Update (1:04 p.m. CST): Fry appears to have turned himself to the FBI at around 11:00 AM PST.

Update (12 p.m. CST): While three protesters have surrendered to the feds, 27-year-old protester David Fry has refused to leave the refuge, saying he never agreed to end the occupation.

“I’m going to stay here,” Fry said in a live feed of the event. “If they attack me, I have to defend myself.”

“I’m thinking that the American people need to know, that when they’re trampling on your rights this much, sometimes it’s better to die,” Fry said. “I declare war.”


Original story continues below

The remaining four armed protesters holding out at the Malheur Wildlife Refuge in Oregon are set to surrender today after nearly six weeks of government defiance.

The FBI in a press release yesterday revealed federal agents encircled the refuge and set up barricades after one of the occupiers was spotted driving an ATV outside of an established perimeter, speeding back inside when agents chased him.

At one point last night, lawmaker Michele Fiore was recruited to negotiate over the phone with the occupiers, successfully assuring them the FBI would not invade during a live stream tuned into by more than 64,000 people.

“Occupier Sean Anderson said he spoke with the FBI and that he and three other holdouts agreed to turn themselves in at an FBI checkpoint at 8 a.m. Thursday,” reports the Associated Press. “Anderson said they would leave their weapons in their vehicles and walk to a checkpoint established nearby, carrying an American flag.”
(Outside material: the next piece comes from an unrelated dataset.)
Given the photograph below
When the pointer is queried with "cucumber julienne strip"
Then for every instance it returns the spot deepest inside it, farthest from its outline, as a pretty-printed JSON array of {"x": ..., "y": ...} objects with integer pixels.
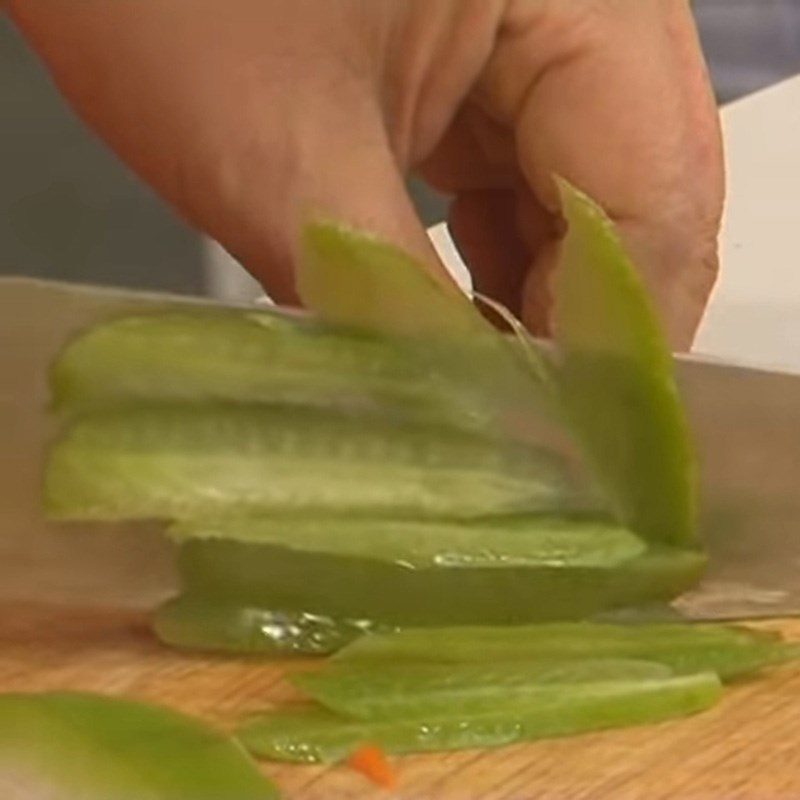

As of early Thursday morning, Fiore and Rev. Franklin Graham were traveling to meet with the protesters before their surrender to the FBI.

“I have been talking with the last four holdouts in the #‎Oregonstandoff at the Malheur National Wildlife Refuge every day by phone for the last week at their request and at the request of the FBI,” Graham said on Facebook. “Last night I was on the phone with them for several hours, was able to have prayer with them, and they have said they would come out today.”

In an odd turn of events, Nevada rancher Cliven Bundy, whose two sons played integral roles in the occupation, was arrested Wednesday evening after arriving at the Portland International Airport.

According to the Bundy Ranch Facebook page, Bundy, 74, faces federal charges stemming from his own standoff in Bunkerville, Nevada, with Bureau of Land Management agents over grazing fees in 2014.

Oregon Live reports Bundy, like his sons, was arrested on “a conspiracy charge to interfere with a federal officer,” and “weapons charges.”

If the standoff does end peacefully, it would wrap up a deadly 41-day siege that saw one occupier, Lavoy Finicum, lose his life at the hands of federal agents.